O presidente moçambicano, Filipe Nyusi, foi um dos críticos mais incisivos de D. Lisboa, devido às suas críticas sobre como o governo estava a lidar com a crise, e o prelado foi alvo de uma campanha difamatória movida por jornalistas pró-governamentais. Mas depois de o papa Francisco ter telefonado ao bispo, em agosto de 2020, Nyusi encontrou-se com ele, com vista a acalmar a tensão entre ambos.
Todavia, além de o conflito persistir, e as suas consequências continuarem a atingir a população, Cabo Delgado tem sido atingida por outros males: «Nos últimos anos, a região tem enfrentado ciclones, uma epidemia de cólera e a guerra. Agora, os casos de Covid-19 estão a crescer mais e mais todos os dias», relatou o arcebispo.
No início de fevereiro, o papa transferiu D. Lisboa para a diocese de Cachoeiro do Itapemirim, no sudeste do Brasil, e conferiu-lhe o título de arcebispo. No seu país de origem, D. Lisboa vai enfrentar uma realidade política polarizada, na qual a Igreja – quer os bispos quer o próprio papa – é vista por muitos dos apoiantes do presidente Bolsonaro como “esquerdista”.
«Passei duas décadas em África, mas nunca deixei de seguir os acontecimentos no Brasil.
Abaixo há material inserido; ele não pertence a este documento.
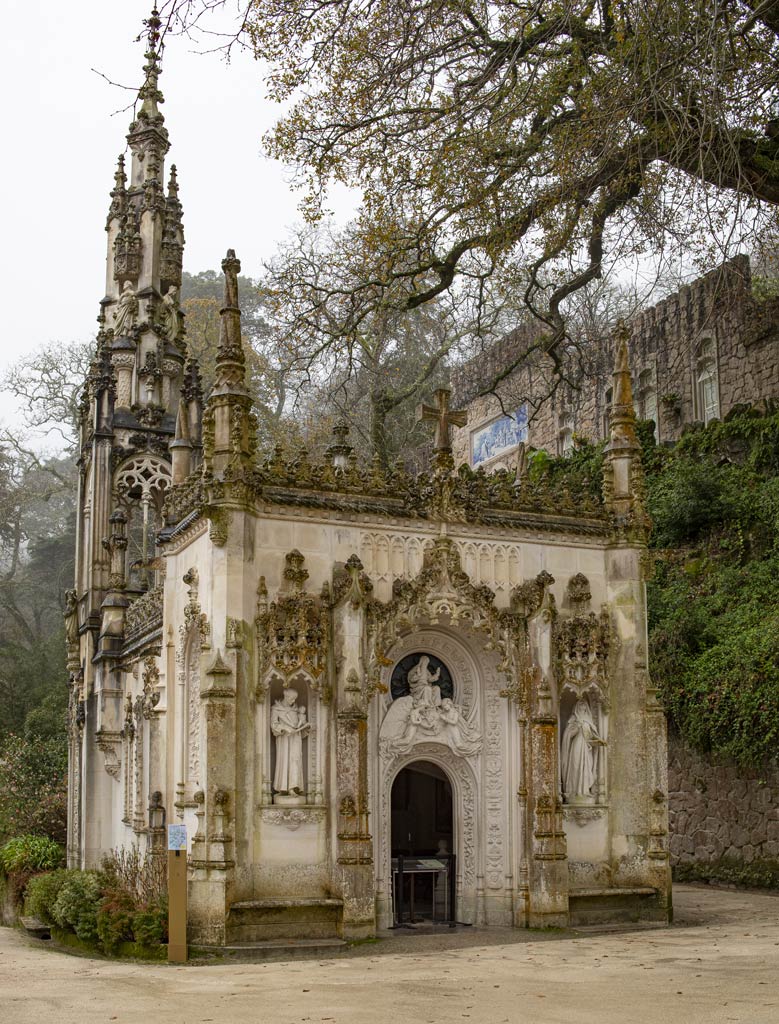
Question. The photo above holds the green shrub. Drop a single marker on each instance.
(115, 919)
(77, 902)
(31, 853)
(41, 895)
(33, 787)
(761, 873)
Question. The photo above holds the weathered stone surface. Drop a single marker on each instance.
(718, 809)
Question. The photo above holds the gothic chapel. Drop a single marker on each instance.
(372, 698)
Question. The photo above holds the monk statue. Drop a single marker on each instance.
(288, 723)
(577, 755)
(126, 311)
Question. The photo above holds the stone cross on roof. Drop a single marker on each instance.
(444, 418)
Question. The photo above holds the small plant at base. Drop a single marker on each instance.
(31, 853)
(41, 895)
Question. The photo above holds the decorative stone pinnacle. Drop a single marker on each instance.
(231, 269)
(622, 428)
(444, 419)
(149, 91)
(120, 177)
(340, 451)
(230, 360)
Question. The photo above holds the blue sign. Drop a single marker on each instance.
(176, 837)
(499, 436)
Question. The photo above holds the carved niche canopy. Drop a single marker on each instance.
(581, 643)
(293, 632)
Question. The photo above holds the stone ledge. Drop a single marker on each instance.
(273, 902)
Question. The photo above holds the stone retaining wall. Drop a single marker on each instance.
(718, 810)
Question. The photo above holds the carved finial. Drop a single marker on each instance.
(229, 356)
(149, 91)
(339, 451)
(622, 421)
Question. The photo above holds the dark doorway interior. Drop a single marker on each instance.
(422, 837)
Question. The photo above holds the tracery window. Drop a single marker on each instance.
(706, 382)
(139, 487)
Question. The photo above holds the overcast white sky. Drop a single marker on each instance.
(61, 140)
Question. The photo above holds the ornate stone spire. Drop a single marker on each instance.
(147, 136)
(622, 420)
(230, 361)
(228, 423)
(622, 474)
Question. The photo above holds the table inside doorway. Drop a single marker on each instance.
(435, 865)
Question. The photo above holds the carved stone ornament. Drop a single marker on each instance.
(582, 815)
(426, 717)
(150, 696)
(581, 647)
(293, 632)
(145, 613)
(293, 817)
(110, 744)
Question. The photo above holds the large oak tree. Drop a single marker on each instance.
(520, 141)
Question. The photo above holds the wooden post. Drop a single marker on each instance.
(176, 895)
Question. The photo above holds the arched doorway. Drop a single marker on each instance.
(422, 829)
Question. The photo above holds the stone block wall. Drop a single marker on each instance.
(719, 810)
(665, 345)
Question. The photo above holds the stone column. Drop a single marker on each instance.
(212, 860)
(548, 862)
(354, 868)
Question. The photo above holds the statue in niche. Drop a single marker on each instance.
(171, 314)
(425, 716)
(126, 311)
(577, 755)
(289, 723)
(71, 615)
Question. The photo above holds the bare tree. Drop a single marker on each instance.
(530, 143)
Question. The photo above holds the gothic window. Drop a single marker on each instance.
(139, 487)
(648, 397)
(706, 382)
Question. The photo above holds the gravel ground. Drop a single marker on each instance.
(718, 963)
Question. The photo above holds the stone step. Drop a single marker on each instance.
(276, 949)
(601, 906)
(35, 927)
(274, 918)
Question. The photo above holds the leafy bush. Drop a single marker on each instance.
(115, 919)
(41, 895)
(77, 902)
(31, 853)
(143, 876)
(33, 787)
(761, 873)
(149, 925)
(713, 603)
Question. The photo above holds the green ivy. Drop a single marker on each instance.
(31, 853)
(713, 603)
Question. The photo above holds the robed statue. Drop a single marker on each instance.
(577, 755)
(288, 723)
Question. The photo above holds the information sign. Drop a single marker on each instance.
(176, 837)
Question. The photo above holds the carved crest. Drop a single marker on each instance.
(293, 632)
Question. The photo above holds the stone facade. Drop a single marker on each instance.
(720, 810)
(251, 644)
(693, 356)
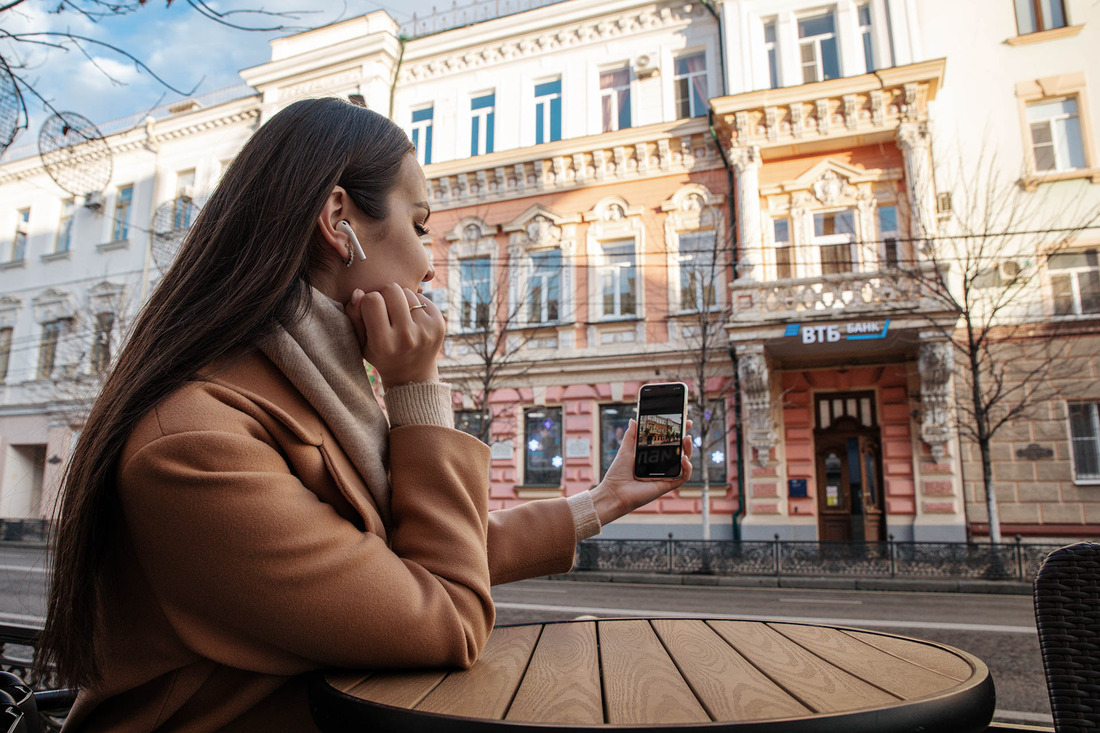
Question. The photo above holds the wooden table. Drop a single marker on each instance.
(673, 674)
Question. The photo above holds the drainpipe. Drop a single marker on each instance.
(733, 238)
(393, 85)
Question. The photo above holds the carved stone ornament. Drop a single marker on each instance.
(540, 230)
(756, 385)
(936, 362)
(829, 187)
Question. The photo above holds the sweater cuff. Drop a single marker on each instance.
(425, 403)
(585, 517)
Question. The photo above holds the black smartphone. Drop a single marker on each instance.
(662, 411)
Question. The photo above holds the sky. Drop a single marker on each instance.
(188, 51)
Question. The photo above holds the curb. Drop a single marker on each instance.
(909, 584)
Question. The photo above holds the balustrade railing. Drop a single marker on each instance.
(796, 558)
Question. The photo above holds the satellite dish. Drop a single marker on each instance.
(12, 110)
(171, 225)
(75, 154)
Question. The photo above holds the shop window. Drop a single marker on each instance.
(548, 111)
(817, 47)
(475, 294)
(542, 458)
(1075, 282)
(1034, 15)
(690, 81)
(421, 133)
(835, 237)
(1085, 436)
(120, 222)
(711, 456)
(618, 280)
(615, 99)
(482, 115)
(614, 420)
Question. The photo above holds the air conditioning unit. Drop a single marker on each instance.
(645, 66)
(438, 295)
(94, 200)
(1008, 270)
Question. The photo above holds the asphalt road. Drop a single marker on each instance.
(999, 630)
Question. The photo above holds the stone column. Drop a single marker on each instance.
(746, 160)
(914, 139)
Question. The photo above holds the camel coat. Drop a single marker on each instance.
(253, 554)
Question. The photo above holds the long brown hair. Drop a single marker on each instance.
(244, 265)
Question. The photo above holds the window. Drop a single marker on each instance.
(1056, 134)
(889, 236)
(714, 452)
(4, 351)
(120, 223)
(866, 34)
(817, 47)
(19, 241)
(615, 99)
(1075, 281)
(471, 422)
(784, 265)
(182, 206)
(690, 80)
(699, 270)
(542, 459)
(618, 280)
(473, 279)
(834, 233)
(101, 342)
(772, 50)
(47, 347)
(543, 287)
(547, 111)
(65, 226)
(1034, 15)
(1085, 436)
(481, 123)
(421, 133)
(614, 420)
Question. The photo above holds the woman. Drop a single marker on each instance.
(238, 510)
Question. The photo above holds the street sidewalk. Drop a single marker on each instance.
(911, 584)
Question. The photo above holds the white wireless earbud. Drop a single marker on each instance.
(345, 228)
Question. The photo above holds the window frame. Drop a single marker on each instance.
(689, 78)
(424, 127)
(528, 450)
(482, 122)
(816, 42)
(615, 121)
(548, 115)
(1079, 480)
(120, 219)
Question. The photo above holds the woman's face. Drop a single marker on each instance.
(393, 248)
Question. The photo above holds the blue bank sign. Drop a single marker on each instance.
(859, 330)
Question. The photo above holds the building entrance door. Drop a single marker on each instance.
(849, 469)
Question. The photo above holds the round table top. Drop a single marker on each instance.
(674, 674)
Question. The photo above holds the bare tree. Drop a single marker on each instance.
(986, 271)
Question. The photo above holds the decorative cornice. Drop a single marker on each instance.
(597, 30)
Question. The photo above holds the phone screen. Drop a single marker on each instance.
(661, 411)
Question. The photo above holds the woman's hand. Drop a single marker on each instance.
(399, 332)
(620, 493)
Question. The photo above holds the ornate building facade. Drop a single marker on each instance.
(739, 195)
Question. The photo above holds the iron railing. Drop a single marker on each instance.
(795, 558)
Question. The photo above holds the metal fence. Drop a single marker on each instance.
(793, 558)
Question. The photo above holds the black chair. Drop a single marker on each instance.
(1067, 614)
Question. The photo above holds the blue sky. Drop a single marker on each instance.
(176, 42)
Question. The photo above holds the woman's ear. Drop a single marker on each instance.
(334, 210)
Trabalharei sempre pela unidade e comunhão. Mas é inaceitável que alguém que é parte da Igreja repudie todos os aspetos do segundo Concílio do Vaticano ou critique o papa», comentou D. Lisboa.
Em Pemba, D. António Juliasse Sandramo, um dos bispos auxiliares de Maputo, foi nomeado administrador diocesano: «Não creio que a assistência que está a chegar a Cabo Delgado seja suficiente. D. Lisboa mostrou que as necessidades locais são muito maiores do que aquilo que é possível oferecer agora. O sofrimento vai aumentar se não conseguirmos mais ajuda», disse.
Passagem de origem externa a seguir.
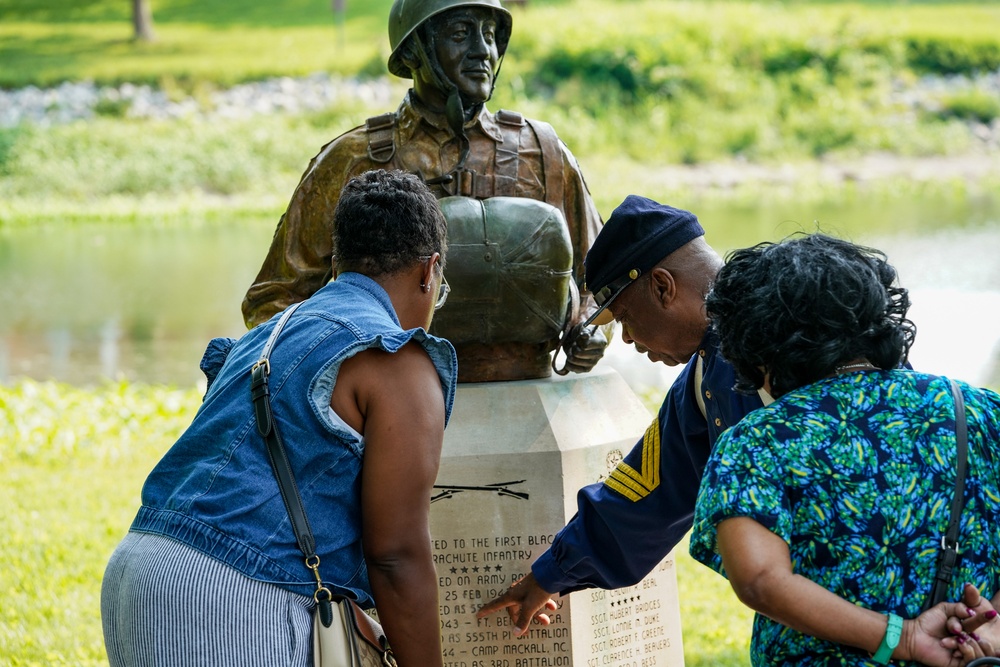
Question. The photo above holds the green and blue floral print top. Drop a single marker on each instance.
(856, 473)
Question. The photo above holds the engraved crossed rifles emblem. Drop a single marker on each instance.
(500, 488)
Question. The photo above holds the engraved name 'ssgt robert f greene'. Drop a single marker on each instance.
(519, 214)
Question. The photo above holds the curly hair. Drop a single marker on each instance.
(384, 222)
(797, 309)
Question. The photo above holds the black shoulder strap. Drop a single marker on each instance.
(282, 468)
(948, 556)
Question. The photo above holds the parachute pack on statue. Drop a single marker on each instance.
(509, 265)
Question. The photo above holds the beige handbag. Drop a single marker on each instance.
(343, 634)
(353, 639)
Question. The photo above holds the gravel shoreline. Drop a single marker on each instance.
(81, 101)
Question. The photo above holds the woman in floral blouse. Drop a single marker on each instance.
(826, 509)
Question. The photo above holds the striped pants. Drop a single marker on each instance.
(164, 603)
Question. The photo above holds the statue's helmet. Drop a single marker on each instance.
(408, 15)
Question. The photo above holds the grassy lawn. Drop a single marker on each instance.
(74, 461)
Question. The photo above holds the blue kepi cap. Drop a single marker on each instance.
(639, 234)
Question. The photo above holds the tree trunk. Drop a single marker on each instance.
(142, 20)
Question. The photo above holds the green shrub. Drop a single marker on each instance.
(974, 104)
(948, 55)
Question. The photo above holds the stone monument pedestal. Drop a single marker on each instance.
(515, 454)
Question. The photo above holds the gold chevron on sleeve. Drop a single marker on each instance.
(635, 485)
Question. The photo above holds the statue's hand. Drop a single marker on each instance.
(584, 347)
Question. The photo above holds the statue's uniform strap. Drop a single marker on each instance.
(381, 146)
(552, 162)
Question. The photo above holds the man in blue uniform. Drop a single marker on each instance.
(649, 269)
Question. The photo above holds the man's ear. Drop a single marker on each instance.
(663, 286)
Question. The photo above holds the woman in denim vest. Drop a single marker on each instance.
(210, 572)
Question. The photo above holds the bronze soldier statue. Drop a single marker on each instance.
(519, 214)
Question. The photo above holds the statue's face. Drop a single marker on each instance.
(466, 48)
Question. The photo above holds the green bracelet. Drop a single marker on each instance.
(891, 640)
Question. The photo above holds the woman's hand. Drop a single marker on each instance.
(981, 627)
(937, 637)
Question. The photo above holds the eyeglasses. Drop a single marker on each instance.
(444, 290)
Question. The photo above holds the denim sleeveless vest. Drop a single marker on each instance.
(214, 489)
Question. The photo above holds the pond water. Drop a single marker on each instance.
(83, 304)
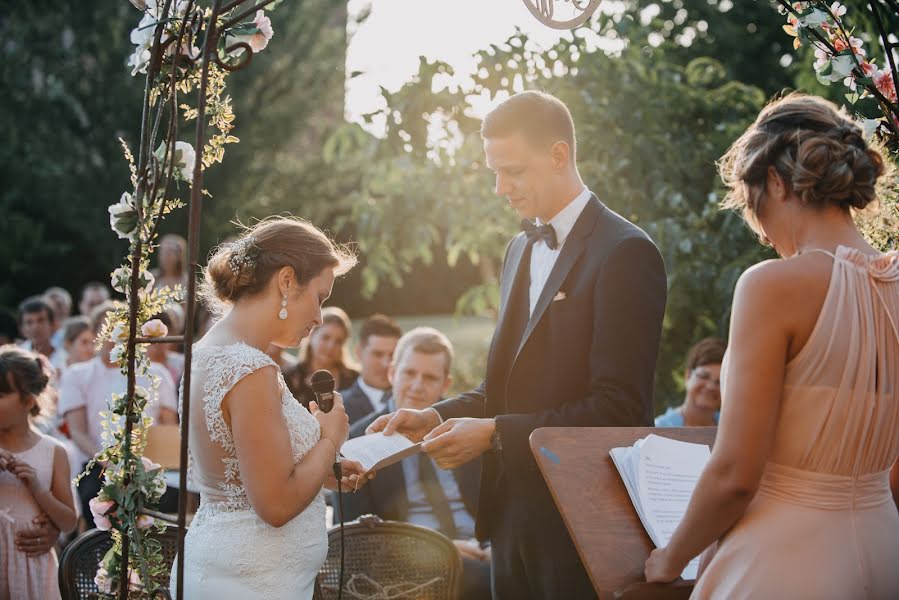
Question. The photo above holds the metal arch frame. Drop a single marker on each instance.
(150, 182)
(543, 11)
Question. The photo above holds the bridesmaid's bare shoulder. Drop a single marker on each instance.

D. Sandramo experimentou a guerra desde a infância, ao crescer perto da fronteira com o Zimbabué durante o seu conflito pela independência, nos anos 70, e depois ao viver a guerra civil de Moçambique, de 1977 a 1992.
«Um dia a minha casa foi alvo de um “raid”, e eu fugi. Um soldado disparou para mim, mas não fui atingido. Tive de me esconder nas florestas. Experimentei tudo isso, e sei o que é que os civis estão a enfrentar», assinalou.
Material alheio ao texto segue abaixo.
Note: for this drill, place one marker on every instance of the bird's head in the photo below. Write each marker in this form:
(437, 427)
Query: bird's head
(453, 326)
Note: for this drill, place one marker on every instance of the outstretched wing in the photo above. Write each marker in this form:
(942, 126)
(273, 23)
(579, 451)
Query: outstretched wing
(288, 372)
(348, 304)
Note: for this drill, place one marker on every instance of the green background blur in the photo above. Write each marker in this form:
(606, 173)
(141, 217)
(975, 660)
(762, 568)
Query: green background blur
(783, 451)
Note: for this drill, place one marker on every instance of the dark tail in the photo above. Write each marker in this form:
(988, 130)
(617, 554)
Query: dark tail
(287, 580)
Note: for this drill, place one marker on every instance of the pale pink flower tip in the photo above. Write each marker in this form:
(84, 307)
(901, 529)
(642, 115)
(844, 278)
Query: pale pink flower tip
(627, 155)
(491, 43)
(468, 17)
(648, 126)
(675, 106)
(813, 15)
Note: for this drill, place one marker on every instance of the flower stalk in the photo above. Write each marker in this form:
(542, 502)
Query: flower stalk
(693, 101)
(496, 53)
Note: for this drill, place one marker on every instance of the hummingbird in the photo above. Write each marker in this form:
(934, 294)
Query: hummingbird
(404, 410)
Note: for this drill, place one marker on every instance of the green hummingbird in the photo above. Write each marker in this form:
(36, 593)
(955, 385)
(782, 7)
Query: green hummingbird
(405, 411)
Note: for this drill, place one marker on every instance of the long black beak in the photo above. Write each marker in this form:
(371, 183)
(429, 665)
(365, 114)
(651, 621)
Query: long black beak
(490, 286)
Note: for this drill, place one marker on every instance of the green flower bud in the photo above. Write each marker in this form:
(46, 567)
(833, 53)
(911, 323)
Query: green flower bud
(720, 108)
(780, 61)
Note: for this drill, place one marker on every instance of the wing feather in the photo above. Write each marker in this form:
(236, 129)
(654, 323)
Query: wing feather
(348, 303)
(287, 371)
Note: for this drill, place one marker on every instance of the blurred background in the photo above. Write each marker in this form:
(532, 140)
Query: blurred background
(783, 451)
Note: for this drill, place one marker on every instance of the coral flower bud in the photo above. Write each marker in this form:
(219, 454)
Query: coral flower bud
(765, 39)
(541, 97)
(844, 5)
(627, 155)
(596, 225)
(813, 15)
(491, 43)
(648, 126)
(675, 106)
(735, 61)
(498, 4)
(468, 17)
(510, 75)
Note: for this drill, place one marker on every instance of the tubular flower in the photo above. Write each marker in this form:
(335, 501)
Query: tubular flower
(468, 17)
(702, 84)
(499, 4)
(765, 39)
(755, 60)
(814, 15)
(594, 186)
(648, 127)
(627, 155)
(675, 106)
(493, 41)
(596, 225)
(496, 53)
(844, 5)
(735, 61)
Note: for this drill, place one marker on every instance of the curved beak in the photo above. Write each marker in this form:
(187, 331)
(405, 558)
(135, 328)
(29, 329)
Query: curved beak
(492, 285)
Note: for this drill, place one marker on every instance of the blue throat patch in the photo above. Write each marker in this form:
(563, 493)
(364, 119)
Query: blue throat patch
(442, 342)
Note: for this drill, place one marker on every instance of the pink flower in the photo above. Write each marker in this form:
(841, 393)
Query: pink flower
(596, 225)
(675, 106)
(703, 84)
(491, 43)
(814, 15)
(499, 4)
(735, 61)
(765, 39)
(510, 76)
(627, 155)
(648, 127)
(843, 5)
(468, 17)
Tal como em Moçambique não deixou de acompanhar a realidade brasileira, D. Lisboa quer agora manter a ligação com Pemba: «Uma diocese só pode ser considerada amadurecida quando tem uma natureza missionária. Quero aprofundar essa dimensão em Cachoeiro do Itapemirim. Se houver candidatos a ir para África, dar-lhes-ei todo o apoio necessário. Temos de partilhar o que temos, mesmo que não seja muito».
Um dos setores regionais da Conferência Nacional dos Bispos do Brasil tem apoiado desde há anos a diocese moçambicana: «Mantém nove missionários brasileiros em Pemba, fornecendo-lhes carros e uma casa. Também organizou campanhas de angariação de fundos e enviou ajuda para os refugiados de Cabo Delgado».
«Considero Moçambique como a minha segunda casa. Não podemos ficar aqui só a ver a população de Cabo Delgado a viver em condições tão indignas», vincou. D. Luiz Lisboa.